Panasonic Professor of Robotics, emeritus, MIT; founder, chair, and CTO, Rethink Robotics; author, Flesh and Machines

Think and intelligence are both what Marvin Minsky has called suitcase words—words into which we pack many meanings so we can talk about complex issues in shorthand. When we look inside these words, we find many different aspects, mechanisms, and levels of understanding. This makes answering the perennial questions of “Can machines think?” or “When will machines reach human-level intelligence?” difficult. The suitcase words are used to cover both specific performance demonstrations by machines and the more general competence that humans might have. We generalize from performance to competence and grossly overestimate the capabilities of machines—those of today and of the next few decades.

In 1997, a supercomputer beat world chess champion Garry Kasparov. Today dozens of programs running on laptop computers have higher chess rankings than those ever achieved by humans. Computers can definitely perform better than humans at playing chess. But they have nowhere near human-level competence at chess.

All chess-playing programs use Turing’s brute-force tree search method with heuristic evaluation. By the 1970s, computers were so fast that this approach overwhelmed AI programs that tried to play chess with processes emulating how people reported they thought about their next move, so those approaches were largely abandoned. Today’s chess programs have no way of determining why a particular move is “better” than another move, save that it takes the game to a part of the tree where the opponent has fewer good options. A human player can make generalizations to describe why certain types of moves are good, and use that to teach a human player. Brute-force programs cannot teach a human player except by being a sparring partner; it’s up to the humans to make the inferences and analogies and to do any learning on their own. The chess program doesn’t know it’s outsmarting the person, doesn’t know it’s a teaching aid, doesn’t know it’s playing something called chess, nor even what “playing” is. Making brute-force chess playing perform better than any human gets us no closer to competence in chess.

Now consider deep learning, which has caught people’s imaginations over the last year or so. It’s an update of backpropagation, a thirty-year-old learning algorithm loosely based on abstracted models of neurons. Layers of neurons map from a signal, such as amplitude of a sound wave or pixel brightness in an image, to increasingly higher-level descriptions of the full meaning of the signal, as words for sound or objects in images. Originally, backpropagation could work practically with only two or three layers of neurons, so preprocessing steps were needed to get the signals to more structured data before applying the learning algorithms. The new versions work with more layers of neurons, making the networks deeper—hence the name deep learning. Now early processing steps are also learned, and without misguided human biases of design the new algorithms are spectacularly better than the algorithms of just three years ago, which is why they’ve caught people’s imaginations. They rely on massive amounts of computer power in server farms and on very large data sets that didn’t formerly exist. But, critically, they also rely on new scientific innovations.

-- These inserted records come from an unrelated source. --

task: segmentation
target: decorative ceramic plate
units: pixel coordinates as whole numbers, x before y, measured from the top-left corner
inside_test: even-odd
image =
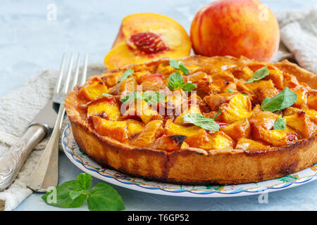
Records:
[[[77,145],[70,124],[62,136],[63,149],[70,160],[83,172],[106,182],[155,194],[186,197],[228,197],[261,194],[295,187],[315,180],[317,164],[299,172],[273,180],[238,185],[189,186],[148,181],[105,168],[90,159]]]

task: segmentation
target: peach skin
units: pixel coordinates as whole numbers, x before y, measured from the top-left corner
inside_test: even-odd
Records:
[[[184,28],[167,16],[143,13],[123,18],[112,49],[104,63],[109,70],[162,57],[190,53],[192,44]]]

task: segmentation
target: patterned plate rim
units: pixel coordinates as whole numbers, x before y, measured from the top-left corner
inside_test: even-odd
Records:
[[[270,180],[270,181],[261,181],[259,183],[251,183],[251,184],[238,184],[238,185],[233,185],[233,186],[218,186],[218,187],[222,187],[221,188],[218,188],[219,190],[216,190],[216,188],[214,188],[213,191],[211,191],[210,189],[206,188],[202,188],[201,189],[194,189],[194,186],[185,186],[186,187],[189,187],[186,189],[181,189],[179,188],[164,188],[162,186],[154,186],[150,185],[149,184],[142,184],[142,182],[134,182],[131,181],[131,178],[139,180],[139,181],[145,181],[143,179],[140,178],[135,178],[132,176],[128,176],[125,175],[120,172],[116,172],[113,169],[107,169],[107,171],[112,172],[113,173],[117,173],[119,174],[122,174],[123,176],[116,176],[112,174],[106,174],[104,172],[100,171],[98,168],[93,167],[90,165],[89,163],[84,162],[80,157],[76,155],[74,153],[74,150],[69,146],[69,139],[68,137],[70,135],[72,134],[71,131],[71,127],[70,127],[70,123],[69,123],[66,127],[65,128],[63,134],[62,134],[62,139],[61,139],[61,144],[63,147],[63,150],[64,150],[66,156],[68,158],[68,159],[75,165],[76,165],[79,169],[81,170],[91,174],[92,176],[103,180],[106,182],[108,182],[110,184],[117,185],[121,187],[124,187],[126,188],[139,191],[143,191],[143,192],[147,192],[147,193],[151,193],[155,194],[161,194],[161,195],[174,195],[174,196],[185,196],[185,197],[208,197],[208,198],[219,198],[219,197],[228,197],[228,196],[242,196],[242,195],[256,195],[256,194],[261,194],[261,193],[264,191],[268,192],[273,192],[276,191],[280,191],[280,190],[285,190],[286,188],[289,188],[291,187],[295,187],[304,184],[309,183],[310,181],[312,181],[315,180],[317,178],[317,164],[315,164],[312,165],[311,167],[309,167],[305,169],[311,169],[311,171],[313,171],[313,172],[311,173],[311,174],[309,174],[309,176],[300,177],[294,179],[291,181],[285,181],[280,183],[276,183],[273,185],[270,186],[263,186],[262,188],[258,188],[257,190],[254,191],[252,190],[251,188],[243,188],[244,186],[249,186],[254,184],[262,184],[264,182],[267,181],[275,181],[278,182],[278,181],[282,180],[283,178],[287,177],[296,177],[296,176],[298,175],[296,174],[292,174],[290,175],[287,175],[279,179]],[[89,158],[89,160],[93,161],[90,158],[89,158],[87,155],[85,155],[87,158]],[[94,162],[97,164],[97,162]],[[97,164],[98,165],[98,164]],[[102,168],[101,165],[99,165],[100,168]],[[305,170],[304,169],[304,170]],[[302,172],[304,170],[299,172],[298,173]],[[304,181],[303,181],[304,179]],[[156,182],[156,181],[153,181]],[[140,184],[139,184],[140,183]],[[161,186],[168,185],[168,186],[181,186],[180,185],[175,185],[175,184],[165,184],[161,182],[158,182],[158,184],[160,184]],[[222,191],[221,190],[225,190],[226,187],[231,186],[235,187],[235,189],[232,189],[232,191],[230,192],[225,192]],[[258,186],[259,187],[261,187],[261,186]],[[190,188],[192,187],[192,188]],[[240,188],[239,188],[240,187]],[[169,190],[170,189],[170,190]]]

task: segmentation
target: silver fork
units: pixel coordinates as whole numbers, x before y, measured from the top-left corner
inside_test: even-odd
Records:
[[[77,55],[77,64],[75,74],[73,77],[73,83],[70,86],[72,75],[73,63],[74,56],[72,53],[69,62],[68,71],[66,78],[63,74],[66,60],[66,54],[63,56],[61,70],[57,83],[55,86],[52,101],[54,103],[59,104],[58,112],[53,131],[49,142],[45,148],[43,155],[37,163],[30,179],[27,182],[27,186],[38,192],[46,192],[51,187],[54,187],[58,181],[58,143],[63,118],[65,114],[64,99],[68,93],[76,85],[82,85],[87,77],[87,68],[88,63],[88,54],[85,57],[83,72],[78,84],[79,68],[80,56]],[[63,85],[62,87],[62,82]]]

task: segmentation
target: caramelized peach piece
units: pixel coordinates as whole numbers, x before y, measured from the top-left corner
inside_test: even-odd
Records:
[[[269,70],[269,75],[267,77],[268,79],[271,79],[274,83],[274,85],[279,89],[284,89],[284,78],[283,74],[278,70]],[[266,79],[265,77],[264,79]]]
[[[230,98],[237,93],[223,93],[211,94],[204,98],[204,101],[208,104],[211,110],[218,110],[219,106],[229,101]]]
[[[92,101],[101,98],[102,94],[107,91],[108,88],[102,80],[94,79],[88,83],[87,86],[84,86],[80,89],[79,94],[87,101]]]
[[[143,122],[147,124],[154,116],[158,115],[158,112],[152,110],[146,101],[137,101],[123,113],[122,119],[139,117]]]
[[[274,122],[279,117],[278,115],[275,113],[263,111],[259,105],[254,107],[252,112],[252,117],[249,120],[252,127],[262,127],[265,129],[271,129]]]
[[[313,90],[309,92],[307,105],[309,108],[317,110],[317,91]]]
[[[144,124],[142,122],[128,119],[125,120],[128,122],[128,131],[129,131],[129,136],[134,137],[137,134],[142,132],[144,128]]]
[[[253,71],[247,66],[237,66],[229,69],[233,76],[237,79],[247,81],[253,76]]]
[[[218,131],[208,135],[208,140],[199,145],[199,148],[204,150],[230,148],[235,141],[223,131]]]
[[[196,93],[193,93],[188,98],[188,106],[198,107],[201,112],[206,112],[210,111],[209,106]]]
[[[315,124],[317,124],[317,111],[314,110],[299,109],[298,108],[288,107],[284,110],[283,115],[292,115],[294,114],[301,113],[300,112],[302,111],[306,113],[311,121],[313,121]]]
[[[302,85],[297,86],[290,89],[293,92],[297,94],[297,99],[292,105],[293,107],[299,108],[306,108],[308,101],[308,91]]]
[[[240,138],[249,139],[251,134],[250,123],[247,119],[237,121],[228,126],[220,127],[220,130],[236,141]]]
[[[187,81],[191,81],[193,83],[196,83],[200,79],[204,79],[208,82],[211,82],[211,78],[209,75],[208,75],[206,72],[195,72],[192,75],[189,75],[187,77],[185,77],[187,79]]]
[[[260,142],[253,141],[251,139],[241,138],[239,139],[235,146],[235,148],[243,150],[261,150],[269,148],[268,146],[265,146]]]
[[[161,120],[150,121],[141,133],[131,141],[131,144],[140,148],[148,146],[162,134],[162,124]]]
[[[128,131],[126,121],[111,121],[99,117],[92,117],[94,130],[101,136],[109,136],[123,143],[128,141]]]
[[[280,30],[274,14],[259,1],[213,1],[196,13],[190,37],[197,55],[270,61],[278,49]]]
[[[123,79],[122,82],[113,86],[109,89],[108,93],[116,96],[123,92],[132,92],[135,91],[137,91],[137,81],[135,77],[130,77]]]
[[[154,149],[165,150],[168,152],[178,150],[182,148],[186,136],[163,135],[154,141],[151,147]]]
[[[170,18],[151,13],[132,14],[123,18],[104,64],[113,70],[162,57],[181,58],[189,55],[191,46],[185,29]]]
[[[117,120],[120,112],[112,97],[105,97],[92,102],[88,105],[87,117],[98,115],[110,120]]]
[[[284,117],[287,126],[299,131],[303,139],[308,139],[316,132],[316,124],[309,120],[305,112]]]
[[[299,83],[295,76],[283,74],[283,85],[289,88],[294,88],[299,85]]]
[[[220,117],[228,124],[249,118],[252,115],[250,97],[242,94],[235,95],[228,103],[222,104],[220,110]]]
[[[179,125],[184,125],[186,124],[186,122],[184,122],[184,120],[182,120],[182,117],[185,115],[187,113],[199,113],[201,114],[201,112],[200,112],[200,110],[199,108],[197,108],[196,105],[193,105],[189,108],[189,109],[185,110],[182,112],[180,115],[178,115],[176,119],[174,120],[174,123]]]
[[[255,140],[266,141],[273,146],[283,146],[292,142],[290,141],[287,129],[267,130],[262,127],[259,127],[256,129],[256,132],[258,134],[253,136]],[[291,139],[291,141],[293,140]]]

A well-known example of their performance is their labeling of an image (in English) as a baby with a stuffed toy. When you look at the image, that’s what you see. The algorithm has performed very well at labeling the image, much better than AI practitioners would have predicted. But it doesn’t have the full competence that a person who could label that same image would have.

The learning algorithm knows there’s a baby in the image, but it doesn’t know the structure of a baby and it doesn’t know where the baby is in the image. A current deep-learning algorithm can only assign probabilities to each pixel—that that particular pixel is part of the baby. Whereas a person can see that the baby occupies the middle quarter of the image, today’s algorithm has only a probabilistic idea of the baby’s spatial extent. It cannot apply an exclusionary rule and say that non-zero-probability pixels at extremes of the image cannot both be parts of the baby. If we look inside the neuron layers, it might be that one of the higher-level learned features is an eyelike patch of image and another feature is a footlike patch of image, but the current algorithm cannot discern the constraints of what spatial relationships could possibly be valid between eyes and feet in an image, and thus could be fooled by a grotesque collage of baby body parts, labeling it a baby. No person would do so, and would immediately know exactly what it was—a grotesque collage of baby body parts. Furthermore, the current algorithm is useless for telling a robot where to go in space to pick up that baby, or where to hold a bottle and feed the baby, or where to reach to change its diaper. Today’s algorithm has nothing like human-level competence in understanding images.

Work is under way to add focus of attention and handling of consistent spatial structure to deep learning. That’s the hard work of science and research, and we have no idea how hard it will be, nor how long it will take, nor whether the whole approach will reach a dead end. It took some thirty years to go from backpropagation to deep learning, but along the way many researchers were sure there was no future in backpropagation. They were wrong, but it wouldn’t have been surprising if they were right, as we knew all along that the backpropagation algorithm is not what happens inside people’s heads.

The fears of runaway AI systems either conquering humans or making them irrelevant aren’t even remotely well grounded. Misled by suitcase words, people are making category errors in fungibility of capabilities—category errors comparable to seeing the rise of more efficient internal combustion engines and jumping to the conclusion that warp drives are just around the corner.